Eileen R. Tabios is a poet working in multiple genres and in-between. She also loves books by writing, reading, publishing, critiquing, romancing and advocating for them. This blog will feature her bibliophilic activities with posts on current book engagements and links to her books and projects related to books.

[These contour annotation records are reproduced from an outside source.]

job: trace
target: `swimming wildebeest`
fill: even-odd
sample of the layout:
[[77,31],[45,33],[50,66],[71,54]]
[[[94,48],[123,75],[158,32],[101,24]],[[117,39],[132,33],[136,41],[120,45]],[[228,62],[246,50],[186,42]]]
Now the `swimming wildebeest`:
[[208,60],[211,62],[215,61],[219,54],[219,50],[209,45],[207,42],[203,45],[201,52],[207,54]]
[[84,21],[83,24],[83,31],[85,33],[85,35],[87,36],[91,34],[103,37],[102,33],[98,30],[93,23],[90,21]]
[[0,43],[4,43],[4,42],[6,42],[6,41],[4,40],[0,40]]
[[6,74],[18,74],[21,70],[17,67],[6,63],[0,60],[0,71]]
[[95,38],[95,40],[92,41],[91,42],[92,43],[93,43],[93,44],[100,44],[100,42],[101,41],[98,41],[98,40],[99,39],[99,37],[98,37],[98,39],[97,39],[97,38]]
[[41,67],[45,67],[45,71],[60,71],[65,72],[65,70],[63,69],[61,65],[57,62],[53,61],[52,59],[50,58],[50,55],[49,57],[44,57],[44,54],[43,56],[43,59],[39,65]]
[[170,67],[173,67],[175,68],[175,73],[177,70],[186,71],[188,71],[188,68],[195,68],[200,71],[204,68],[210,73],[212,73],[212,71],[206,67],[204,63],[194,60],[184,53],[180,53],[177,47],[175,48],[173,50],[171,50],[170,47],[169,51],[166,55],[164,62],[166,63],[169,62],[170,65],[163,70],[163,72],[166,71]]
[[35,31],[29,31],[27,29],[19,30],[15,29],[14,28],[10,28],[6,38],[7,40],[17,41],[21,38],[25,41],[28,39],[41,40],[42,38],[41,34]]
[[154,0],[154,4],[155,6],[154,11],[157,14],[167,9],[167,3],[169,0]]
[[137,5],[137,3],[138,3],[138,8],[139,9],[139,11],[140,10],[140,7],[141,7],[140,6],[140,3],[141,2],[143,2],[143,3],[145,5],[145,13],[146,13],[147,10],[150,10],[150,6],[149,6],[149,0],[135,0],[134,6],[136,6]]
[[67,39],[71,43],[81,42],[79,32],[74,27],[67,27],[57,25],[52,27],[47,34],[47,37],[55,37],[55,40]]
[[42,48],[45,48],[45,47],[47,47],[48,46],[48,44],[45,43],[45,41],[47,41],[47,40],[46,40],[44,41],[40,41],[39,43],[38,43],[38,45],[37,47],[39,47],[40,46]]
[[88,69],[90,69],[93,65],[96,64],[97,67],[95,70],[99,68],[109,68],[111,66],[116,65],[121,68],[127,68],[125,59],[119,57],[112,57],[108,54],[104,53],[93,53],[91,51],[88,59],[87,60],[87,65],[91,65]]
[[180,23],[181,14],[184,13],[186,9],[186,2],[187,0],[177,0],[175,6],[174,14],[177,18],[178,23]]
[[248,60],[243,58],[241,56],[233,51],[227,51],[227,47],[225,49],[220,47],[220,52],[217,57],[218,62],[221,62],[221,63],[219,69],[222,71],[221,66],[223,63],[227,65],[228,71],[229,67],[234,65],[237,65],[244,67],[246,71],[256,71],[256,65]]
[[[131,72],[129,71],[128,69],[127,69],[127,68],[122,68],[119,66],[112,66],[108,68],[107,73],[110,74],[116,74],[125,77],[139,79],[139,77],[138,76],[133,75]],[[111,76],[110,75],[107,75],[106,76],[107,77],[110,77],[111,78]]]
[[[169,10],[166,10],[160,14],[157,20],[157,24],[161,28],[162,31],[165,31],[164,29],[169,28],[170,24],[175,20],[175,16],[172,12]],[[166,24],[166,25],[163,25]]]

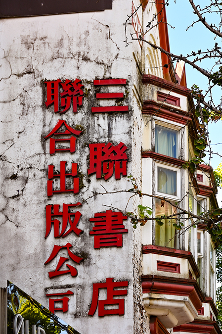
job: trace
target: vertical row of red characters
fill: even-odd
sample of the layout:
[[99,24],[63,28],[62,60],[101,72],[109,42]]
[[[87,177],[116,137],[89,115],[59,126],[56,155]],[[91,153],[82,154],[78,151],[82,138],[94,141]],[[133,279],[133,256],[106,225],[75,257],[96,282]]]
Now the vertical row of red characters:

Tuesday, December 19, 2017

ANNE GORRICK ON MY GORILLA YOU COULD FINGERPRINT

I would be remiss if I didn't acknowledge -- and acknowledge my love for -- Anne Gorrick's fabulous response to one of my poems, "I Forgot A Gorilla Could Be Fingerprinted." Anne read the poem in AMNESIA: Somebody's Memoir, and wrote a poem of the same title but remixed in her wonderfully wide-ranging way -- you can see the poem HERE at Quail Bell Magazine, but here's an excerpt, its opening:

A front-projected diety with laser-based fingers, the fifth episode of the sixth season, finished in silver foil = Space and Music and Films and Aliens and stuff.   I forget how smart you are.  The door is locked.   Render images that, even to the naked eye, seem to float in space.  Find tickets for Ivy Dye / Pool Holograph / The Local Void.  Tickets starting at $5.  The night in its performance thaws vaudevillians and holographic pop stars, appears in the dust of an automobile hood.  The next moment the client is screaming, "I forgot, I forgot, I totally forgot that I had a head-on collision at that age.”  Information about each small image is scattered throughout this text.  In the future there will be only holographic anime pop stars, teleporting entities with weird eyes that are well, weird.   The mass must be completely described as on the surface of the sphere.  The mass must be forgotten.  The most common reason clients report not using their coping skills is simply, “I forgot.”  You're able to enter a game, story, faraway locale or learning environment, recently proposed in these optical remote sensing applications.  Memories could be a residual element to what electricity suggests.  There was a weird "Ah…I forgot I was wearing holographic clothes." A repatterning for the next day.

Thank you so much, Anne! You're an ideal poem's reader!

The referenced Gorilla poem, btw, first appeared in that wonderful Belladonna chaplet series under the chap title The Estrus Gaze(s) in 2005. Which is to say, it's surely wonderful to see a poem receive such support! Thank you, Universe.